While this analysis may have considerable appeal as an academic exercise, it has no foundation in the legal definition of whether capital is a material income-producing factor. The pertinent issue under section 1348 is not how efficiently petitioners' ran their business, but whether a substantial portion of the gross income of the business is attributable to the employment of capital in the business, as reflected, for example, by a substantial investment in inventories, plant, machinery, or other equipment.

Moore at 540.

It is clear to the Court that Block & Unobsky could not have produced the gross income it did in 1974, 1975 and 1976, without substantial capital. Capital was a vital part of carrying on the business of this cotton merchant firm. The income of this business depended upon the employment of substantial capital. Capital was a material income-producing factor in the business. Consequently, the 30% tax limitation on earned income applies in this case. While the Court read with intriguing interest the reasoning of Mr. Newburn, the C.P.A., that the use of large amounts of borrowed money by Block & Unobsky had no material relationship to partnership profits, the Court is unable to accept that reasoning as valid in this case.

*986 This case is an appropriate one for the granting of a motion for summary judgment. C.F.W. Construction Co. v. Travelers Ins. Co., 363 F.2d 557 (6th Cir.1966).
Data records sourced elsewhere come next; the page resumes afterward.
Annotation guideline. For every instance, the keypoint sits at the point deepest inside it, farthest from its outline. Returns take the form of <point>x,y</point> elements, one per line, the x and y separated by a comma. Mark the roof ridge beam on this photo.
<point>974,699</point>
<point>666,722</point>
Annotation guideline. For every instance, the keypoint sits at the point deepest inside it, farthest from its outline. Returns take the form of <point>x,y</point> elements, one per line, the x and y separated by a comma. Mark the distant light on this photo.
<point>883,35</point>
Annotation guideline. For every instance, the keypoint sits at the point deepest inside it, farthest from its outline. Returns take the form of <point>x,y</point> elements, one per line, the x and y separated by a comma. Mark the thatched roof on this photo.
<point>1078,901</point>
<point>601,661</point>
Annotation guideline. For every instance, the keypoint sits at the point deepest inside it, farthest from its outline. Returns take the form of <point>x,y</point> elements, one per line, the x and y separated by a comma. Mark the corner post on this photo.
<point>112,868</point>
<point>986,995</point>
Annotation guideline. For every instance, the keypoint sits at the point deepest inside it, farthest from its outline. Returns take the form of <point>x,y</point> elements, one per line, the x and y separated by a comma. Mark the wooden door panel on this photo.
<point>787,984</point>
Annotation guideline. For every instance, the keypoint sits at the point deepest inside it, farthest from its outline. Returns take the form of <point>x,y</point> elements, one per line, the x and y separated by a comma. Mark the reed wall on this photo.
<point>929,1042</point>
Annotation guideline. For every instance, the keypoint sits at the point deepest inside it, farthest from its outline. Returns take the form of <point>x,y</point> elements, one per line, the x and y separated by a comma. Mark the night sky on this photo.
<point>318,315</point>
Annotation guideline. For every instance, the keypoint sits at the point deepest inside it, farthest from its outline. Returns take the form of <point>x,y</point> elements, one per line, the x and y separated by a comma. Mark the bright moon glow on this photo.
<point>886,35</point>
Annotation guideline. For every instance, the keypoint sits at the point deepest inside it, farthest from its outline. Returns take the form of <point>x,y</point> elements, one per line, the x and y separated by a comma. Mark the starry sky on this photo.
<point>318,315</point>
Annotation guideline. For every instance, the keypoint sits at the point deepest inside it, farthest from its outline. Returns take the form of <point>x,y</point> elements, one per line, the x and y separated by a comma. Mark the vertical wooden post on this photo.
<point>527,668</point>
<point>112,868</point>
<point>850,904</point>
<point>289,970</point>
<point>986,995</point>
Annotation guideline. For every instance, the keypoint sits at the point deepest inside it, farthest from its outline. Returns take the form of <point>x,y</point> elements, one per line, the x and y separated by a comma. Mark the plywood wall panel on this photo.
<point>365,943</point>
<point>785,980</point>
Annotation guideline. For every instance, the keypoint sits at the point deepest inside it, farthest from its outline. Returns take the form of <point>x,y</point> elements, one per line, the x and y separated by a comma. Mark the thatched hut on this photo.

For the reasons stated, the Court grants defendant's motion for summary judgment and denies plaintiff's cross-motion for summary judgment. The complaint is hereby dismissed and is SO ORDERED this 15th day of March, 1983.

NOTES

[1] Lena M. Block is a plaintiff in the present action solely for having filed a joint return with her husband, Richard M. Block. The business activities of Richard M. Block are of concern to the Court for purposes of this motion and for that reason Richard M. Block will be referred to as plaintiff or taxpayer.

[2] For taxable years beginning after 1978, Section 1348 was amended to delete the 30% limitation on earned income derived from a trade or business in which capital was a material income-producing factor. The Economic Recovery Act of 1981 repealed the section altogether for taxable years beginning after December 31, 1981.